Luckily there were a few inner city walls where Reych was able to hone their skills between courses and climbing trips. “There is this concrete or stone wall bordering this high speed freeway to protect it,” explained Reych. “People would traverse and boulder on these walls. It was called the Lead Wall because you would inhale so much lead while climbing.”

Fueled by a determination born from passion, Reych continued to immerse themself into the climbing community through their teens and early 20’s. Unaware of their gender identity at the time, Reych navigated the world of climbing as a young woman, and quickly discovered the struggles that came with that, enduring what they now recognize as sexist remarks within their first climbing course. “There was no diversity in the community,” explained Reych. “We’re not even talking here about ethnic diversity back home because there were simply no other people than white people [in Warsaw]. Then, when it comes to gender, it was a very macho environment, and it wasn’t discussed, it wasn’t questioned. It was just the way it was. I didn’t question it myself. I just felt like something wasn’t right, something wasn’t clicking. It was a bit weird and hostile, but I didn’t know why.”

It wasn’t until they began their Master’s in anthropology that the pieces began to slide into place. Diving into feminist and gender studies, Reych’s view of climbing switched to a different lens. “I realized, oh, actually climbing is a pretty masculinized discipline,” explained Reych. “I studied that for my thesis.”

This discrepancy in the climbing community became even more clear when Reych moved to the bouldering mecca Fontainebleau. Reych explained, “It really slapped me in the face because before I didn’t think about it at all, and suddenly I saw it and I was like, well, we got to do something because this ain’t right.” So, Reych became the director of the Women’s Bouldering Festival.

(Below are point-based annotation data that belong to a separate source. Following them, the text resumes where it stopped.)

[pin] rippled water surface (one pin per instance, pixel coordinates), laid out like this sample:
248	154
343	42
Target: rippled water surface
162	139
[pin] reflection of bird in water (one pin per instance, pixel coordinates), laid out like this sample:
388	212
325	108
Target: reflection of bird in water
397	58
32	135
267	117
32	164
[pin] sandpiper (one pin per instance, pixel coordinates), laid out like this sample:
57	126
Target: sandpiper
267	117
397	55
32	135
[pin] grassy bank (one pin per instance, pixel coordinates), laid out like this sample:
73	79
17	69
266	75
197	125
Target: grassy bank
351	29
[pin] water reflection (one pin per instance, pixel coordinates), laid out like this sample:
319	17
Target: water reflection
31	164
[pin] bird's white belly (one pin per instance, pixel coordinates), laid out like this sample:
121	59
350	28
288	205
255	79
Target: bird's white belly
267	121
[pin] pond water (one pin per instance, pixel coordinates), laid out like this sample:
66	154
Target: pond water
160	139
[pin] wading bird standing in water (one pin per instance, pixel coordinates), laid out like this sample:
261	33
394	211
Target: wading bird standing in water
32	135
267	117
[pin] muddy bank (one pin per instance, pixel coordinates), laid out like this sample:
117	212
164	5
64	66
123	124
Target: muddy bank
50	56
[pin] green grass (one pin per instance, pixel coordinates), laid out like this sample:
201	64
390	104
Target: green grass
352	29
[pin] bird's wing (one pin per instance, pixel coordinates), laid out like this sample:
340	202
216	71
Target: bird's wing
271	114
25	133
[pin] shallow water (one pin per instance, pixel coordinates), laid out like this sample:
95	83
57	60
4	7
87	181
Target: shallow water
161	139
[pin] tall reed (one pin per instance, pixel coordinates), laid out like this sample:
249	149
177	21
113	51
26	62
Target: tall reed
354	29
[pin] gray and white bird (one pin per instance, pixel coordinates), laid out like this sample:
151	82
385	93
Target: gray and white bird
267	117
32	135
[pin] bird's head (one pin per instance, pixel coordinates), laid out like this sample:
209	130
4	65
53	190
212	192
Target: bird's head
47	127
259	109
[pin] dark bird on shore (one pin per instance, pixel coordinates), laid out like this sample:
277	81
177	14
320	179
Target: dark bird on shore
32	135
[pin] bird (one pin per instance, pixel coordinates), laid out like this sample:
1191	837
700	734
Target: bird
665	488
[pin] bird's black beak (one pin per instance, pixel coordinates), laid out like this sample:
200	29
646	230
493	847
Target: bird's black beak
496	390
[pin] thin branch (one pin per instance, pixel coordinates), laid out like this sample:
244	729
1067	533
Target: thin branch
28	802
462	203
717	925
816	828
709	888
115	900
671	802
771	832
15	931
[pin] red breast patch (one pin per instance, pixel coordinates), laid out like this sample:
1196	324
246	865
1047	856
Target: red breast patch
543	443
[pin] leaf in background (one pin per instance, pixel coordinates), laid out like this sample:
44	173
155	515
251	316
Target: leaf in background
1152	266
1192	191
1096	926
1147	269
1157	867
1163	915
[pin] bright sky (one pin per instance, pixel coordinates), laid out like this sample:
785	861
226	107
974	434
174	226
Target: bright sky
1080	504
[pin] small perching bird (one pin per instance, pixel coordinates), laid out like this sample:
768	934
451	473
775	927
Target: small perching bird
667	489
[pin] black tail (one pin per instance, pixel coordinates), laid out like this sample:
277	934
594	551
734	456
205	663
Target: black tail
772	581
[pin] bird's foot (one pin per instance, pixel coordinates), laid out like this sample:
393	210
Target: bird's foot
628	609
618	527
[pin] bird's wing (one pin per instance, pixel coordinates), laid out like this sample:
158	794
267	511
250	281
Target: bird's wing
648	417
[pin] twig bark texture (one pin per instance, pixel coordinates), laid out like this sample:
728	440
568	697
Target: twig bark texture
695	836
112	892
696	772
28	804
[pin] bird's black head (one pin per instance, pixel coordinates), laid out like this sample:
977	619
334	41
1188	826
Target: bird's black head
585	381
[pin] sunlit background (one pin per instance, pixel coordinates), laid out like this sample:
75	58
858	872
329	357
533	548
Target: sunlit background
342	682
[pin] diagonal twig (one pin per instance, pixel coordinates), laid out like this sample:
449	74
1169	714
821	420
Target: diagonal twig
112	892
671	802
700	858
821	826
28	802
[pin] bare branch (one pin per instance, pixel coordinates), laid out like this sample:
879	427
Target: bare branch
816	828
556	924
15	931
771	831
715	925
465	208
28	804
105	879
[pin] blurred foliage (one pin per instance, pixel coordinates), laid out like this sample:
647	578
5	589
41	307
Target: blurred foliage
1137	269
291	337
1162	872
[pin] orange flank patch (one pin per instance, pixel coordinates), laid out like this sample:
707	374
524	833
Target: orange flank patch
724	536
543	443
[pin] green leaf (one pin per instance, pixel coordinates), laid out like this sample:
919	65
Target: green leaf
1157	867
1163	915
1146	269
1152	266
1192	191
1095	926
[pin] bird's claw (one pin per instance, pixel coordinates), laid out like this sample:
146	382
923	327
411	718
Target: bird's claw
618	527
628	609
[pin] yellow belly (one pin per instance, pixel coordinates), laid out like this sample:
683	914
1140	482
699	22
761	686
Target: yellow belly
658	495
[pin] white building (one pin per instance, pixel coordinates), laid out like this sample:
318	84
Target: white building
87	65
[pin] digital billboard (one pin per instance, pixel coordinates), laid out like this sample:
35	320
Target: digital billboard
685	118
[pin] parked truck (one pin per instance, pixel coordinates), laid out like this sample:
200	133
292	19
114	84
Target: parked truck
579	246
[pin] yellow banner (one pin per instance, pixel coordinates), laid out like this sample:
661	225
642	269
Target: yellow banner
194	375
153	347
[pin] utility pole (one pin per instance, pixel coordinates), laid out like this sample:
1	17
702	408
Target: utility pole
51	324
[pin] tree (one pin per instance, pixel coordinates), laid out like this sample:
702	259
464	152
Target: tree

Founded in 2018, the inaugural event featured several workshops and speakers. Nearly a hundred women from all around the world attended, flipping the gender dynamics at some of the most iconic bouldering locations in the world. “At first it was very much only about women for me and then with time, as I discovered my own gender nonconformity, I realized, okay, again, this is something that is problematic within climbing.”

Though met with some initial resistance from the French climbing community, the event was a success and in 2019 Reych was joined by a small group of volunteers to make the event bigger and better. Going into the 2020 season, the team was excited to use their two years of experience to host the best festival yet. Unfortunately, as with most events in 2020, plans shifted and the Women’s Bouldering Festival down-sized into a much smaller, socially distanced event.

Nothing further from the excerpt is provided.